* Simon Plouffe <simon.plouffe@gmail.com> [May 13. 2010 07:31]:
Hello,
I have seen it too, I agree with your opinion.
I made my own here : http://pictor.math.uqam.ca/~plouffe/OEIS/archive_in_pdf/AbramowitzStegun.pdf
Someone made a djvu out of this one, it is only 17MB (pdf is 68MB). The djvu viewers also tend to be faster with paging.
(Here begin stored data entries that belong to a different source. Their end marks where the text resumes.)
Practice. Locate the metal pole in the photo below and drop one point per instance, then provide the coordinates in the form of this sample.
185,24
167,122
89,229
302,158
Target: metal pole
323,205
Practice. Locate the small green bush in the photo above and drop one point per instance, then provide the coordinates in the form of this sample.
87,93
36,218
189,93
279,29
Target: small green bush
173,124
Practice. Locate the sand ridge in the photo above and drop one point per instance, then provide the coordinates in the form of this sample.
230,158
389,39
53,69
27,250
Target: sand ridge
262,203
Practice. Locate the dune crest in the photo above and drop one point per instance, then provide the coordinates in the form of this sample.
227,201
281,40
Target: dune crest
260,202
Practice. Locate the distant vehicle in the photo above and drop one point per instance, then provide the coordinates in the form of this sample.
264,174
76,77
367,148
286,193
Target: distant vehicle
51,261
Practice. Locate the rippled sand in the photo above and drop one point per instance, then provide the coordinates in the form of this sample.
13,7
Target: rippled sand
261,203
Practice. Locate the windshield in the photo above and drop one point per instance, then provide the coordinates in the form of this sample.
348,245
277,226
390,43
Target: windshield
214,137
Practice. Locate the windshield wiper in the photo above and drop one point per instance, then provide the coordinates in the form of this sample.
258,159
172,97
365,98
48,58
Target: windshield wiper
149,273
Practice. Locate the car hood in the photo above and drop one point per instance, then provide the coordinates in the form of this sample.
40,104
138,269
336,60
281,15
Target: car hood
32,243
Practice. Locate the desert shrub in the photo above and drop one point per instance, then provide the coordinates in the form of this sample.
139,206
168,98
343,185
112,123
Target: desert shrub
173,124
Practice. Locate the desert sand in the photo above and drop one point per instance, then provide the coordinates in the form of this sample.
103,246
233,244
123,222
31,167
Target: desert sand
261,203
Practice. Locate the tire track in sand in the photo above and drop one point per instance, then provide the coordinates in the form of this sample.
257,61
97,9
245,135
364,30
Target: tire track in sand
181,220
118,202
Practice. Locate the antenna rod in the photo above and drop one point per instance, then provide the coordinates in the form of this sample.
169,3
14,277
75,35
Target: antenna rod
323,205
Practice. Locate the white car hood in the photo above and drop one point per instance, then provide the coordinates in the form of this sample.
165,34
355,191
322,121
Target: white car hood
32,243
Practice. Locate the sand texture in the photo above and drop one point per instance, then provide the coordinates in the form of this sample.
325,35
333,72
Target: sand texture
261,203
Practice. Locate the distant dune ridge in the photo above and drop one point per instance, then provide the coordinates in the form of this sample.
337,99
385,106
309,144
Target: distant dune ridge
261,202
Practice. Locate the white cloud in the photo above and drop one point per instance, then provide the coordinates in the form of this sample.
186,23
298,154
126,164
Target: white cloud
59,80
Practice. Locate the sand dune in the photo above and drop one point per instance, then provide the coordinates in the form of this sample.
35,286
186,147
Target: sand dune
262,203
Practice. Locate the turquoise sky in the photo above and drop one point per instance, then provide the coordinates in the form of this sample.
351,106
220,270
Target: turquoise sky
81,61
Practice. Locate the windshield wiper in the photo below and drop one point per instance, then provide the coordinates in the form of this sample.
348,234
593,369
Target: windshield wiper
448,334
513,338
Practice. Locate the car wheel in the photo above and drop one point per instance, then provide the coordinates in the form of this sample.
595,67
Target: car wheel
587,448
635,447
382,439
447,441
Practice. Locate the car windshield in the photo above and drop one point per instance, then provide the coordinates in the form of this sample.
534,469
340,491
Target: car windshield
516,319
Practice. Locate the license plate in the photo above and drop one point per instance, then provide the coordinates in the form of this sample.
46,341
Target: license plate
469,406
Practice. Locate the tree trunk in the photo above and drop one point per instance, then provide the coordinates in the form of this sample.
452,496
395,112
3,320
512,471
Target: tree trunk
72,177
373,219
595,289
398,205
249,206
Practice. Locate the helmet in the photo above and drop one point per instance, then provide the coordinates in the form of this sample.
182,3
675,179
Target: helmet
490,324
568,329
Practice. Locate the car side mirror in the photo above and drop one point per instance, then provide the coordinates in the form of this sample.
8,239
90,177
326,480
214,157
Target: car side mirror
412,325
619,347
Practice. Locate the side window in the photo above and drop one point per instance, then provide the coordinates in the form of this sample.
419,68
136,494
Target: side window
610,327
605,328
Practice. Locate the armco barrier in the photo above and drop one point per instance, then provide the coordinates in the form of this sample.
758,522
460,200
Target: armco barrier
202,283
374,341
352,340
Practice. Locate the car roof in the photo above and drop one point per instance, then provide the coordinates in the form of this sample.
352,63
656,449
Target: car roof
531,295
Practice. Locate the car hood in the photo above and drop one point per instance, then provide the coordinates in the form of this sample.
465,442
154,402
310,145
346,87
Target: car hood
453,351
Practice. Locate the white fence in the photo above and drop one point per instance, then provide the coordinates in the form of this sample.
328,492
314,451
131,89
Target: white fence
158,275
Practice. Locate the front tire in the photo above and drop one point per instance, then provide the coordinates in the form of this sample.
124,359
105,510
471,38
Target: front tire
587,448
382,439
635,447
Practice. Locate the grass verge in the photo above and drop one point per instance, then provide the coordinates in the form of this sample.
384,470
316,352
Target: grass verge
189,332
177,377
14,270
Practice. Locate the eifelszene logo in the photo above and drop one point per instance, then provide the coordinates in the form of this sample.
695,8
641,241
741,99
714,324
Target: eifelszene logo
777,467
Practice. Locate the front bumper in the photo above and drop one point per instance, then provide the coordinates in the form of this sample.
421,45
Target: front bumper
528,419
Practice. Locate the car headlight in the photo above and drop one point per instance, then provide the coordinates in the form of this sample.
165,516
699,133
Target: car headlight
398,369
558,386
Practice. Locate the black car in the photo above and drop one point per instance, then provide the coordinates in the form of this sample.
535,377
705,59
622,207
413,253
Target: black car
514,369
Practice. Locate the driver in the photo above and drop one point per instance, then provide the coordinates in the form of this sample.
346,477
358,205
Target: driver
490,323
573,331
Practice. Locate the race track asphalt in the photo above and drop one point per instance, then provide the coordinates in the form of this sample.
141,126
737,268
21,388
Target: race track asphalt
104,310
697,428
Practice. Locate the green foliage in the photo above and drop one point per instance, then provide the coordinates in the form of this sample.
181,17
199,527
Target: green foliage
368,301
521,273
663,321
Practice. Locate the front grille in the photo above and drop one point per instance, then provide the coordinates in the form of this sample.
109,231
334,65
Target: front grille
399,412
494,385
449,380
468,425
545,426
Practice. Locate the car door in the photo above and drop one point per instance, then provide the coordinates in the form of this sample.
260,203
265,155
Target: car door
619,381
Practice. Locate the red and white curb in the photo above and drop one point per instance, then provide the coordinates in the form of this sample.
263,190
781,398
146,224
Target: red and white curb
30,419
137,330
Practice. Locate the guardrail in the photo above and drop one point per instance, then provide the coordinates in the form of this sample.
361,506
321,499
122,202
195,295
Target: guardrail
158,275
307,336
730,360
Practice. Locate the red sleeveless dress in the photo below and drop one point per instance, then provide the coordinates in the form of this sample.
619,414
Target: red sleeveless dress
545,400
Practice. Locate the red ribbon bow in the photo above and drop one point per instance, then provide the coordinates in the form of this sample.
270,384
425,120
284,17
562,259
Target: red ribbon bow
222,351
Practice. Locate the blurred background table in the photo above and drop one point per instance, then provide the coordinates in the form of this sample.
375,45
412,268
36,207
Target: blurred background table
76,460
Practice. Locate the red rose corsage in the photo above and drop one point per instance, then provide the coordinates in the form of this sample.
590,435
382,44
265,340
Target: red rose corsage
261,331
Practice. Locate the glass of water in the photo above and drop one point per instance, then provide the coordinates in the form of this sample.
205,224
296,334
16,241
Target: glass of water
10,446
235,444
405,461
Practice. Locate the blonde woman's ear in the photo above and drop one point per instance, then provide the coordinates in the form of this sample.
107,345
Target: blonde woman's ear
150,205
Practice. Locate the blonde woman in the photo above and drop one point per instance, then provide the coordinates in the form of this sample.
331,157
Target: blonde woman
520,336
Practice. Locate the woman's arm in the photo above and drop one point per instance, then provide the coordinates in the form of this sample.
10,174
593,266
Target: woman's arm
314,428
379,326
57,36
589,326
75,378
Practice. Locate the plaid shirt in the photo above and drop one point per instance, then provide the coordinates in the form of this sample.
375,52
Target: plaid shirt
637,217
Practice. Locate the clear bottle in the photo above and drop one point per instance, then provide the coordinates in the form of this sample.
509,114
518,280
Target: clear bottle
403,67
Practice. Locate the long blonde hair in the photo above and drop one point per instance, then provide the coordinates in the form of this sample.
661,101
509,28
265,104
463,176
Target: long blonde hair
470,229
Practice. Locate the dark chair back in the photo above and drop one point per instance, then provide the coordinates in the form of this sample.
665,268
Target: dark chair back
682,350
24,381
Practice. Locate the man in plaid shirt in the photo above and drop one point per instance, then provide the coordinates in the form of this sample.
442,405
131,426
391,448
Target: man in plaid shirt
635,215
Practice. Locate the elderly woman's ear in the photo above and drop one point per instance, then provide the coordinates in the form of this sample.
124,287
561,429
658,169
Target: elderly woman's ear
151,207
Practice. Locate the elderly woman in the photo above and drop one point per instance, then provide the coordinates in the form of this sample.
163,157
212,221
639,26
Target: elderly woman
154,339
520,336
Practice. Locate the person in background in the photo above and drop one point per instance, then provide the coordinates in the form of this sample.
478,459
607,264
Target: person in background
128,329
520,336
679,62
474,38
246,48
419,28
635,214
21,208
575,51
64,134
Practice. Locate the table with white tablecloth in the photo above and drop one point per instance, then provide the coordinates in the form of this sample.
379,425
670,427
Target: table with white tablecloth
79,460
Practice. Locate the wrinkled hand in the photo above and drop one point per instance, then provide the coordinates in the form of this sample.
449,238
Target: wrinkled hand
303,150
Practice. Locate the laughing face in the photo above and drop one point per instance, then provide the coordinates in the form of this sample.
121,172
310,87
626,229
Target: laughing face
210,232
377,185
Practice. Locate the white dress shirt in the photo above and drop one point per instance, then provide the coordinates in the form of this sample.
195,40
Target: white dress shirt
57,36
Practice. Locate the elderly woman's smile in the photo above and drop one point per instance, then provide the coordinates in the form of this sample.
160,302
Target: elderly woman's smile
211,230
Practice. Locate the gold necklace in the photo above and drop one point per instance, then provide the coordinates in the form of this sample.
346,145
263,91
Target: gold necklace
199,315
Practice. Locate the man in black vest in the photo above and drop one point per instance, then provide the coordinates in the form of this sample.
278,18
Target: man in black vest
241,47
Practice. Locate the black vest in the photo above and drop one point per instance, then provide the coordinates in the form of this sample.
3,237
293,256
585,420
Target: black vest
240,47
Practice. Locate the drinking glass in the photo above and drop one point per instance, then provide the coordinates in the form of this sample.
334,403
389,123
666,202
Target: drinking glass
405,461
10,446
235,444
Would you like to grab the djvu and put it on your web site as well? (I'd then temporarily put it on my site as 17MB should be too big for emailing).
it is my own copy that I sacrificed, I had to cut it to pass it into the scanner, all the pages are with OCR and of course the tables too.
A much appreciated sacrifice!
There is a copy in vancouver as well, the source is the same.
But : did you look at <functions> at the wolfram site ?
it is maintained by Michael Trott as far as I know and the collection of formulas is pretty impressive, in plain size, this is far more extended than the 1964 version of the classical A&S. There are 307000 formulas.
Indeed an impressive collection. Minor drawbacks: 0) There needs to be more human editing, the automated generation sometimes really shows. 1) The (implicit) menu tree is always expanded, one often ends up selecting multiple times the single option available. 2) Need to enter name and email for pdf download (well, this is a Wolfram site).